POSIX.1 says that write(2)s of less than PIPE_BUF bytes must be atomic: the output data is written to the pipe as a contiguous sequence. Writes of more than PIPE_BUF bytes may be nonatomic: the kernel may interleave the data with data written by other processes. POSIX.1 requires PIPE_BUF to be at least 512 bytes. (On Linux, PIPE_BUF is 4096 bytes.) The precise semantics depend on whether the file descriptor is nonblocking (O_NONBLOCK), whether there are multiple writers to the pipe, and on n, the number of bytes to be written:
- O_NONBLOCK disabled, n <= PIPE_BUF
- All n bytes are written atomically; write(2) may block if there is not room for n bytes to be written immediately
- O_NONBLOCK enabled, n <= PIPE_BUF
- If there is room to write n bytes to the pipe, then write(2) succeeds immediately, writing all n bytes; otherwise write(2) fails, with errno set to EAGAIN.
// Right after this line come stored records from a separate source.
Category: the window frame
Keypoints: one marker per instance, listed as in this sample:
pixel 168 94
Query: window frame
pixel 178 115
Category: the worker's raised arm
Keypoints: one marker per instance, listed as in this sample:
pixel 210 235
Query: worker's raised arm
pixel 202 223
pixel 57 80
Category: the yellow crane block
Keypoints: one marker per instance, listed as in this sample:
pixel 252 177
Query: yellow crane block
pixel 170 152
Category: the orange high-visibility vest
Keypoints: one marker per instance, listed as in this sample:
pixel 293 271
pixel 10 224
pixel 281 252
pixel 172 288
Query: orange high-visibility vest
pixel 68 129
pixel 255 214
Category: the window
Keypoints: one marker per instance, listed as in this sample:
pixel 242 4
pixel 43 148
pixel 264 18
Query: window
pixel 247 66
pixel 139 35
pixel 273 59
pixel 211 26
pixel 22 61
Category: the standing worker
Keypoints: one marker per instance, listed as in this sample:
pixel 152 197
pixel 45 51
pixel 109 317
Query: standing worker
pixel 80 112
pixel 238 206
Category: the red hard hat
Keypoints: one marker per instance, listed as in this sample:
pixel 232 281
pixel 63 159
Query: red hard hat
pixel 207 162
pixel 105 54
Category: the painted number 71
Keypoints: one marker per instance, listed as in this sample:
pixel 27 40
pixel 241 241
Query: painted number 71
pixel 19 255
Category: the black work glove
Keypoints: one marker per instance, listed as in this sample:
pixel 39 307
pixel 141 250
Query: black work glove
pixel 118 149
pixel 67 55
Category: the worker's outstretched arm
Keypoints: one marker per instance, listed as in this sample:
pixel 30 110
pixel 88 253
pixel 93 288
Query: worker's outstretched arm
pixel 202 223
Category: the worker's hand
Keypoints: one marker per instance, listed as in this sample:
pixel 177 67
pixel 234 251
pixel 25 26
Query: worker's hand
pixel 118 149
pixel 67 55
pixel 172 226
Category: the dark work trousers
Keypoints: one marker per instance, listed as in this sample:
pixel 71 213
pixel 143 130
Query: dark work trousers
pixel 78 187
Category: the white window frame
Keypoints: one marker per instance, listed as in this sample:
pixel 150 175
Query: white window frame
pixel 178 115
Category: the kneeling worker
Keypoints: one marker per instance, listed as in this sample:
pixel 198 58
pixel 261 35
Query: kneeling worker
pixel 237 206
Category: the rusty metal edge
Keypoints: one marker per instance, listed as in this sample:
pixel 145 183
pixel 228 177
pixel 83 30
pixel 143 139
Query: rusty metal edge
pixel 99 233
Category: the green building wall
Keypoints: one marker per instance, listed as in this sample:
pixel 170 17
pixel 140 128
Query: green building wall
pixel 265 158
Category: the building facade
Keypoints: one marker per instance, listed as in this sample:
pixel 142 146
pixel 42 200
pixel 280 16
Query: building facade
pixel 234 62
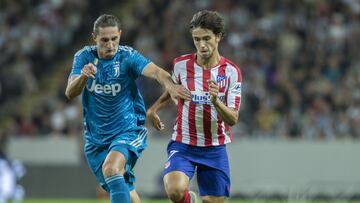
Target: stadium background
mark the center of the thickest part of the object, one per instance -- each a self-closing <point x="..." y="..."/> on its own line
<point x="299" y="128"/>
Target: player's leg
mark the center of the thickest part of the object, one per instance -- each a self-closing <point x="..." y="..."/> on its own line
<point x="113" y="170"/>
<point x="214" y="182"/>
<point x="178" y="173"/>
<point x="134" y="196"/>
<point x="176" y="185"/>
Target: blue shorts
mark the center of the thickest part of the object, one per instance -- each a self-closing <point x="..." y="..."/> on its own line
<point x="95" y="155"/>
<point x="210" y="163"/>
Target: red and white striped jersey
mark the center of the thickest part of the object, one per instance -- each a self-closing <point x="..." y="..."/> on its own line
<point x="197" y="122"/>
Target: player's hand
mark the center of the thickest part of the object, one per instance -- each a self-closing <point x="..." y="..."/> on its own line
<point x="178" y="91"/>
<point x="213" y="90"/>
<point x="89" y="70"/>
<point x="155" y="120"/>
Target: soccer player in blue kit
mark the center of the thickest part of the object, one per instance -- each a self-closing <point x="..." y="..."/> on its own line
<point x="113" y="109"/>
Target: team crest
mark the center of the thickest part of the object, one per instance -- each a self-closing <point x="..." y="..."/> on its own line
<point x="221" y="80"/>
<point x="167" y="164"/>
<point x="116" y="69"/>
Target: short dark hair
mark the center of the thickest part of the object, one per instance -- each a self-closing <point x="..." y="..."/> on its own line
<point x="106" y="20"/>
<point x="210" y="20"/>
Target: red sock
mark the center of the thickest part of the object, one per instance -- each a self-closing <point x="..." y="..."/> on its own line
<point x="186" y="197"/>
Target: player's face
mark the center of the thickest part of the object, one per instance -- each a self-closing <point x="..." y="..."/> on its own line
<point x="205" y="41"/>
<point x="107" y="41"/>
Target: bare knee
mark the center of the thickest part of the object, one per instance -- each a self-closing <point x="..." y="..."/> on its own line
<point x="213" y="199"/>
<point x="110" y="170"/>
<point x="176" y="183"/>
<point x="175" y="192"/>
<point x="113" y="164"/>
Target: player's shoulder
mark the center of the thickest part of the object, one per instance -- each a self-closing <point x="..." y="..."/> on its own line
<point x="233" y="69"/>
<point x="86" y="51"/>
<point x="231" y="64"/>
<point x="184" y="57"/>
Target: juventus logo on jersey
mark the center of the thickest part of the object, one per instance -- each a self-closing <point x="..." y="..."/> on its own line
<point x="116" y="69"/>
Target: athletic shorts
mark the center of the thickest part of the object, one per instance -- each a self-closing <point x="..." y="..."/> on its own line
<point x="210" y="163"/>
<point x="95" y="155"/>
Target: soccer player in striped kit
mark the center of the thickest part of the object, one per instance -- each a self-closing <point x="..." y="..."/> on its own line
<point x="114" y="111"/>
<point x="202" y="125"/>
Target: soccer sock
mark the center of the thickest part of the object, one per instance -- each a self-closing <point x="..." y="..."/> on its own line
<point x="119" y="191"/>
<point x="186" y="197"/>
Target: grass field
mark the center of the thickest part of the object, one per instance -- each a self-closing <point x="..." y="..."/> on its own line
<point x="163" y="201"/>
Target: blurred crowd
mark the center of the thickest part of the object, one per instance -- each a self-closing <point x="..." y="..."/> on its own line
<point x="299" y="60"/>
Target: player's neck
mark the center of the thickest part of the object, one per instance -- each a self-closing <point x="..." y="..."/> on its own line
<point x="208" y="63"/>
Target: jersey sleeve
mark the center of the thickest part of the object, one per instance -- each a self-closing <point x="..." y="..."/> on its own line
<point x="174" y="74"/>
<point x="78" y="63"/>
<point x="234" y="88"/>
<point x="137" y="62"/>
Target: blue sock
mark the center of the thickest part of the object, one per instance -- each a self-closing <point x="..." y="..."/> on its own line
<point x="119" y="191"/>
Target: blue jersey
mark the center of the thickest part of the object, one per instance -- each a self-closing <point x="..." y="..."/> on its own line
<point x="112" y="104"/>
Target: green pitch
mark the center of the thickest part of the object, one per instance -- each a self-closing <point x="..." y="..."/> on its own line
<point x="164" y="201"/>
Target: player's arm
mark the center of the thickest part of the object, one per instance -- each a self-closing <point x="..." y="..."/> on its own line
<point x="77" y="83"/>
<point x="227" y="114"/>
<point x="164" y="78"/>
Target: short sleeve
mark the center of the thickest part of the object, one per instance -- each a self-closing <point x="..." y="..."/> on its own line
<point x="234" y="88"/>
<point x="175" y="74"/>
<point x="78" y="63"/>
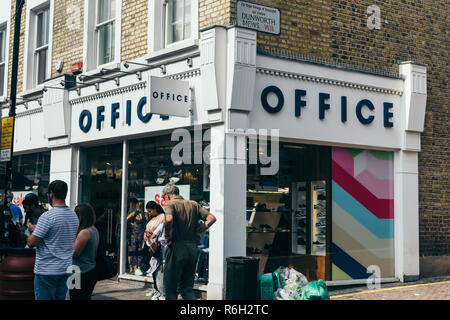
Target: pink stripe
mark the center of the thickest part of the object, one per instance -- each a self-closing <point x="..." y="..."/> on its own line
<point x="344" y="159"/>
<point x="382" y="189"/>
<point x="381" y="208"/>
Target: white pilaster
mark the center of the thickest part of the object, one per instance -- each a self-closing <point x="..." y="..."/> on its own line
<point x="406" y="174"/>
<point x="228" y="204"/>
<point x="64" y="166"/>
<point x="406" y="220"/>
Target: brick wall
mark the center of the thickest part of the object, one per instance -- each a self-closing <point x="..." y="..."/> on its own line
<point x="134" y="29"/>
<point x="304" y="28"/>
<point x="21" y="53"/>
<point x="213" y="12"/>
<point x="68" y="26"/>
<point x="410" y="30"/>
<point x="337" y="31"/>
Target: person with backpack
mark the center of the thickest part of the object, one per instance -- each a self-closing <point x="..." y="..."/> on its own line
<point x="85" y="252"/>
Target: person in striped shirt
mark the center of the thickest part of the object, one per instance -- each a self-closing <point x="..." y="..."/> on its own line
<point x="54" y="239"/>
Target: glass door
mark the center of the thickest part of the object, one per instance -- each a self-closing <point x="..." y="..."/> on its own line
<point x="100" y="183"/>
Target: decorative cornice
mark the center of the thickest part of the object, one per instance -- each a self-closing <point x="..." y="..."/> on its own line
<point x="185" y="75"/>
<point x="109" y="93"/>
<point x="29" y="112"/>
<point x="297" y="76"/>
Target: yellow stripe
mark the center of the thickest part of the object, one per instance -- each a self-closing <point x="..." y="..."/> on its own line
<point x="387" y="289"/>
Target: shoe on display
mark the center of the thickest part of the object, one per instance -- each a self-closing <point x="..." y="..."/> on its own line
<point x="177" y="173"/>
<point x="321" y="235"/>
<point x="156" y="295"/>
<point x="320" y="225"/>
<point x="321" y="197"/>
<point x="319" y="188"/>
<point x="150" y="293"/>
<point x="138" y="272"/>
<point x="174" y="179"/>
<point x="161" y="172"/>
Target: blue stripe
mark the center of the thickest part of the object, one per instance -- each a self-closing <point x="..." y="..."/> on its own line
<point x="347" y="264"/>
<point x="381" y="228"/>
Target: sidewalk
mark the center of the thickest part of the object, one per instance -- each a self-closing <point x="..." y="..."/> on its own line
<point x="423" y="289"/>
<point x="124" y="290"/>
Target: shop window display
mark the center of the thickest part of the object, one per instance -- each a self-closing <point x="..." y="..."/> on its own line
<point x="31" y="174"/>
<point x="288" y="213"/>
<point x="150" y="168"/>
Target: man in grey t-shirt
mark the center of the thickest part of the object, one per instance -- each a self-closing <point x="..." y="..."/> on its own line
<point x="54" y="238"/>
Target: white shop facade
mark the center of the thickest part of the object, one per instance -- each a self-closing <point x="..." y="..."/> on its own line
<point x="343" y="204"/>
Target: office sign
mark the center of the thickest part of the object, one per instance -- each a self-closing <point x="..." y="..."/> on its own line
<point x="6" y="139"/>
<point x="258" y="17"/>
<point x="169" y="97"/>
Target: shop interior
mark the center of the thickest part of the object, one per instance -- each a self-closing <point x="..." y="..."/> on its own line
<point x="289" y="214"/>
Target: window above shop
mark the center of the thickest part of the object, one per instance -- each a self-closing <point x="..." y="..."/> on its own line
<point x="38" y="43"/>
<point x="3" y="59"/>
<point x="102" y="32"/>
<point x="173" y="25"/>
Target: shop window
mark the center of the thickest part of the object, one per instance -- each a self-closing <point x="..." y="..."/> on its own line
<point x="289" y="214"/>
<point x="363" y="213"/>
<point x="38" y="45"/>
<point x="105" y="25"/>
<point x="3" y="71"/>
<point x="102" y="33"/>
<point x="150" y="168"/>
<point x="30" y="174"/>
<point x="173" y="23"/>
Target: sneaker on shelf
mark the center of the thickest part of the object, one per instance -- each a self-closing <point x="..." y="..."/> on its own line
<point x="156" y="295"/>
<point x="320" y="234"/>
<point x="321" y="197"/>
<point x="321" y="214"/>
<point x="138" y="272"/>
<point x="150" y="293"/>
<point x="320" y="225"/>
<point x="319" y="206"/>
- O_NONBLOCK disabled, n > PIPE_BUF
- The write is nonatomic: the data given to write(2) may be interleaved with write(2)s by other process; the write(2) blocks until n bytes have been written.
- O_NONBLOCK enabled, n > PIPE_BUF
- If the pipe is full, then write(2) fails, with errno set to EAGAIN. Otherwise, from 1 to n bytes may be written (i.e., a "partial write" may occur; the caller should check the return value from write(2) to see how many bytes were actually written), and these bytes may be interleaved with writes by other processes.
Open file status flags¶
The only open file status flags that can be meaningfully applied to a pipe or FIFO are O_NONBLOCK and O_ASYNC.
Setting the O_ASYNC flag for the read end of a pipe causes a signal (SIGIO by default) to be generated when new input becomes available on the pipe. The target for delivery of signals must be set using the fcntl(2) F_SETOWN command. On Linux, O_ASYNC is supported for pipes and FIFOs only since kernel 2.6.
On some systems (but not Linux), pipes are bidirectional: data can be transmitted in both directions between the pipe ends. POSIX.1 requires only unidirectional pipes. Portable applications should avoid reliance on bidirectional pipe semantics.
Before Linux 4.9, some bugs affected the handling of the pipe-user-pages-soft and pipe-user-pages-hard limits when using the fcntl(2) F_SETPIPE_SZ operation to change a pipe's capacity:
- When increasing the pipe capacity, the checks against the soft and hard limits were made against existing consumption, and excluded the memory required for the increased pipe capacity. The new increase in pipe capacity could then push the total memory used by the user for pipes (possibly far) over a limit. (This could also trigger the problem described next.)
- Starting with Linux 4.9, the limit checking includes the memory required for the new pipe capacity.
- The limit checks were performed even when the new pipe capacity was less than the existing pipe capacity. This could lead to problems if a user set a large pipe capacity, and then the limits were lowered, with the result that the user could no longer decrease the pipe capacity.
- Starting with Linux 4.9, checks against the limits are performed only when increasing a pipe's capacity; an unprivileged user can always decrease a pipe's capacity.
- The accounting and checking against the limits were done as follows:
- Test whether the user has exceeded the limit.
- Make the new pipe buffer allocation.
- Account new allocation against the limits.
- This was racey. Multiple processes could pass point (a) simultaneously, and then allocate pipe buffers that were accounted for only in step (c), with the result that the user's pipe buffer allocation could be pushed over the limit.
- Starting with Linux 4.9, the accounting step is performed before doing the allocation, and the operation fails if the limit would be exceeded.
Before Linux 4.9, bugs similar to points (1) and (3) could also occur when the kernel allocated memory for a new pipe buffer; that is, when calling pipe(2) and when opening a previously unopened FIFO.